I didn't think much of it at the time.
Most physicians can trace back and recall their first patient. For some, it is a clinical encounter the third or fourth year of medical school. The more creative may point to their cadaver during first year anatomy and nod knowingly. My first patient was a mouse. Or shall I say a group of them?
My freshman year of college, I volunteered in the lab of a prominent endocrinologist and studied a new drug to reverse the course of type 1 diabetes. We monitored genetically bred, non obese, diabetic mice. Every day we would reach into their cage and grab them as they scurried about. Then we would rub their bellies inducing urination, swab the urine, and test for glucose. The unlucky creatures with a positive urine test needed to have blood drawn. The thing about mice is that they don't have obvious vessels like you and I. In order to get a drop of blood, we had two choices: either cut a portion of the tail or tap the choroidal plexus behind the eye. The latter approach, while more brutal, was less maiming.

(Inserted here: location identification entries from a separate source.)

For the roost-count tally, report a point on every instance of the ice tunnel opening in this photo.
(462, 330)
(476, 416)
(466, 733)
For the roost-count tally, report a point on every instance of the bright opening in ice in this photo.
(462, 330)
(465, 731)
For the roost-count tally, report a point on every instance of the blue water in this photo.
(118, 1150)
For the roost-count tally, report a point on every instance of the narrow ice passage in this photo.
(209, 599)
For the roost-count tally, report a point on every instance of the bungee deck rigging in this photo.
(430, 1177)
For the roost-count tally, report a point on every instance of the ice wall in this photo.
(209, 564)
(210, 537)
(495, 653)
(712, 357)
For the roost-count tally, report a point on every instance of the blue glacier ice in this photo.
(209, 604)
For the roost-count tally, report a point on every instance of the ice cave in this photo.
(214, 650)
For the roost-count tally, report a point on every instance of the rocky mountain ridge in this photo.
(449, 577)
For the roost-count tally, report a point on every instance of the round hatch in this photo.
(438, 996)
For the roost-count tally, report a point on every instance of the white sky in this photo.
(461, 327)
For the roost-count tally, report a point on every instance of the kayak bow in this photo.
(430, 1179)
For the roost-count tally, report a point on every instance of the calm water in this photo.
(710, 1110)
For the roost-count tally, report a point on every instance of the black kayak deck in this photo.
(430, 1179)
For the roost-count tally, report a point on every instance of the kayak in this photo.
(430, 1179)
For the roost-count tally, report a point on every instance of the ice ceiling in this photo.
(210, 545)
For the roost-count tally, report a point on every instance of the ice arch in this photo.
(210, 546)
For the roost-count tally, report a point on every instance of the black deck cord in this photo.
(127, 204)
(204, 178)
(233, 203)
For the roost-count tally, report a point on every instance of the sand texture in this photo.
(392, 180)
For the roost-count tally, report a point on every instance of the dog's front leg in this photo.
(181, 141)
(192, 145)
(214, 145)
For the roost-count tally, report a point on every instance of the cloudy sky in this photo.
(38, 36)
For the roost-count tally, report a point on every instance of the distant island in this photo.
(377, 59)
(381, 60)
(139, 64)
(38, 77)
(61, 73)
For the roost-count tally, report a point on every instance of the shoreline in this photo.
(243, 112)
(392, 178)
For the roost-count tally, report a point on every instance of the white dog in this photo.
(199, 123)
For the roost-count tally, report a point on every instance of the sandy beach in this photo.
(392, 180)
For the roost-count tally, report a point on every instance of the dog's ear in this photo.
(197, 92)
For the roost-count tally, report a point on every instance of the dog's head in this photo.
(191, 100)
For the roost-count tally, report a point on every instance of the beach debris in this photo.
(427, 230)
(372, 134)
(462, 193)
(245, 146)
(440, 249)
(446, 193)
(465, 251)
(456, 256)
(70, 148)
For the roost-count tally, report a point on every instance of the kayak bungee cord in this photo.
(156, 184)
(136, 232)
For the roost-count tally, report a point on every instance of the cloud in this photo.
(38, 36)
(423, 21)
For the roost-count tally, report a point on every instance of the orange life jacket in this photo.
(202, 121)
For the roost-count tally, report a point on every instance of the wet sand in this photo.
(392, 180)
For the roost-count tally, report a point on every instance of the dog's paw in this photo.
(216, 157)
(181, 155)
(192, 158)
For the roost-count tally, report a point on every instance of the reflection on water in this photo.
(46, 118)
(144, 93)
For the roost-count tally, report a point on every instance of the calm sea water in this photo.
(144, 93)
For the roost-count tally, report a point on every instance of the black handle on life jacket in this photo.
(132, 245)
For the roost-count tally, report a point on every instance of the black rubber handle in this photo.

I would take a swab and dip it in ether. The swab would be applied to the mouses nose inducing anesthesia. The tough part, while applying pressure to the orbit causing the globe to pop out of the socket, I would slip a pipette behind the eye and turn until blood shot up the tube. Then, if we were lucky, the mouse would wake up. If not, we used our fingers to compress the chest performing mouse CPR. Those mice proven to have diabetes would be randomized to two separate groups. One would get the experimental injection while the other would get placebo.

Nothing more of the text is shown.